Right now, I'm porting a project which relies on RegExs (the original code uses PCRE). After having looked at the impure re library and the pcre wrapper, as well as the nre library, and having compared them to the strscans library, I'm tempted to use the latter for my project, for it seems to cover all the pattern needs of my code (not complex patterns, but quite a lot of them). I like strscans because it's extensible, and simpler to use than any of the current PCRE solutions, and most of all is in pure Nim and doesn't require third party dependencies.
I have a few questions though...
Performance wise, how does strscans compare to PCRE based libraries? My project has to perform a huge quantity of pattern matching, so performance might be a concern if the difference is huge. Overall, I'd like to prioritize code usability over performance right now, but being a CLI tool that is used to process many input text files, I can't afford a significant degrade in performance, but I it's OK if the difference is marginal.

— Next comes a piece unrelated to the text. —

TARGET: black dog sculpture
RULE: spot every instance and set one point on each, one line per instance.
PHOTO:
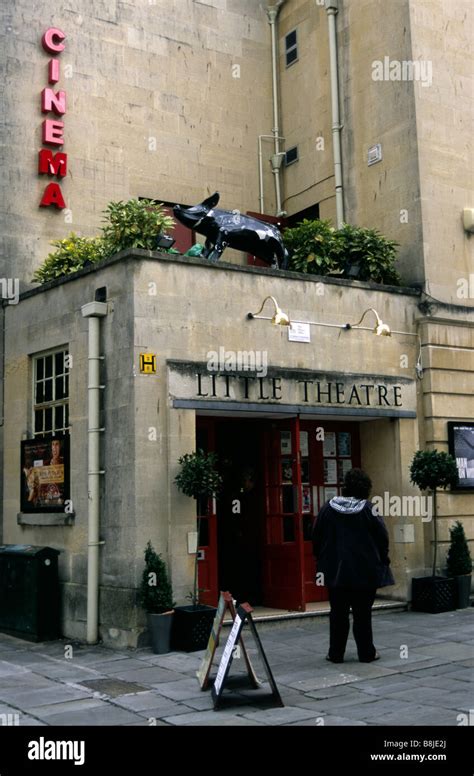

Also, I wanted to ask about the nre library status. I've looked at its documentation and the GitHub issues linked therein, and learned that it's now part of the Nim Standard Library, but couldn't really work out its current status. What I don't understand is: why it's not linked in the documentation page for the StdLib? and why it resides in a subfolder of its own (lib\impure\nre\private\)?
Thanks
Well in the end you have to benchmark but strscans doesn't do anything that would be "obviously slow". It should be just fine.

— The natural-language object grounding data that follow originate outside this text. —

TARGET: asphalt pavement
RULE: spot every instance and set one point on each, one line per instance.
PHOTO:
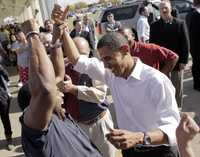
(191, 104)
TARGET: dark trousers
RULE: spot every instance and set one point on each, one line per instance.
(160, 151)
(196, 71)
(4, 113)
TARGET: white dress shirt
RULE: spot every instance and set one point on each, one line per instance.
(144, 102)
(143, 28)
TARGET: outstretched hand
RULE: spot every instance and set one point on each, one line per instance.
(60, 25)
(30, 25)
(187, 129)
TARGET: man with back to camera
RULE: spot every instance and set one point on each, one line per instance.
(153, 55)
(170, 33)
(43, 134)
(144, 118)
(85, 101)
(193, 25)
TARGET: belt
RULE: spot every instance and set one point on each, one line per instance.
(147, 148)
(94, 120)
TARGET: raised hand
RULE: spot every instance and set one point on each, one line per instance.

nre is a controversial library and was scheduled for deprecation, but it hasn't happened yet and we're in "freeze-mode" for 0.20. Hmmm.

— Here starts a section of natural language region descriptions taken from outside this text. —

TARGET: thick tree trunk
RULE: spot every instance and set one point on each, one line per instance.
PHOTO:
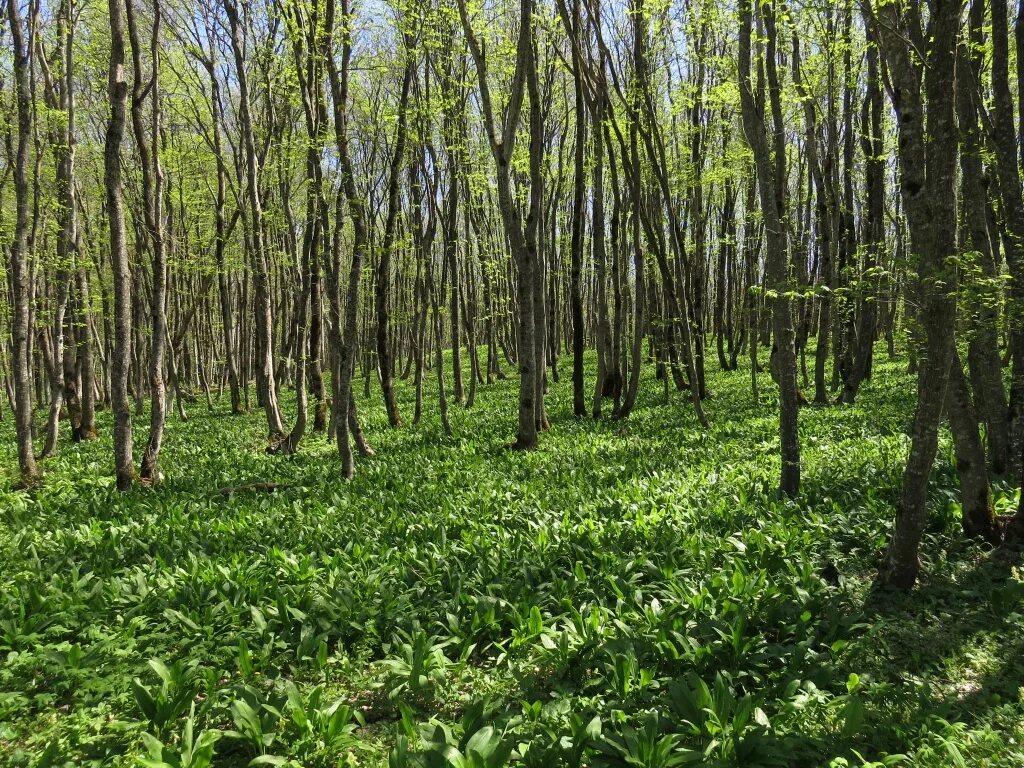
(771, 177)
(121, 352)
(928, 158)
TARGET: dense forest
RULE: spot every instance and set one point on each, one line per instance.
(511, 382)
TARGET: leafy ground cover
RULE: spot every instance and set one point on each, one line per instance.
(632, 594)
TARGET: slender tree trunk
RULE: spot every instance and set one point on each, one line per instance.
(19, 274)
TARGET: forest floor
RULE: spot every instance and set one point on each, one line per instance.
(633, 593)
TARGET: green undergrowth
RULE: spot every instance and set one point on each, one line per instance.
(631, 594)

There is also https://github.com/nitely/nim-regex which is a pure Nim implementation without the PCRE dependency.
Thanks for the precious info @Araq.
Well in the end you have to benchmark but strscans doesn't do anything that would be "obviously slow". It should be just fine.
Then I'll go for it, for I like its syntax. My app being presently an alpha prototype, it should be fine to start with this library. Once it's stable I might try some benchmark comparison with PCRE and other regex libraries (including Oniguruma, which would be nice to create a wrapper for) and see if there is space for speed improvement. But right now I just want to switch language and keep the code simple. Also, I like the strscans approach.
nre is a controversial library and was scheduled for deprecation
I see. Although I read about some of the bugs (which I though were solved) it looked interesting, its approach seemed simple and flexible.
There is also https://github.com/nitely/nim-regex which is a pure Nim implementation without the PCRE dependency.
Ah, I didn't realize that, I thought it relied on the pcre wrapper. Interesting, I'll have a look at it thenPCRE.
@Araq, a further clarification (might be a bug in the strscans documentation).
The strscans docs state that $w "Matches an ASCII identifier: [A-Z-a-z_][A-Za-z_0-9]*.", but looking at the source code of parseutils it seems that IdentChars does not include the hyphen character:
IdentChars = {'a'..'z', 'A'..'Z', '0'..'9', '_'}
IdentStartChars = {'a'..'z', 'A'..'Z', '_'}
(same definition found in strutils too). The strscans documentation seems to imply that the hyphen is a valid identifier character, but this might be inexact — personally, I think the hyphen shouldn't be a valid identifier character, as in most syntaxes it isn't so. I actually discovered this discrepancy because I was looking for a way to reimplement it without the hyphen.
If you confirm me that it's a documentation error I can fix it and make a PR for it.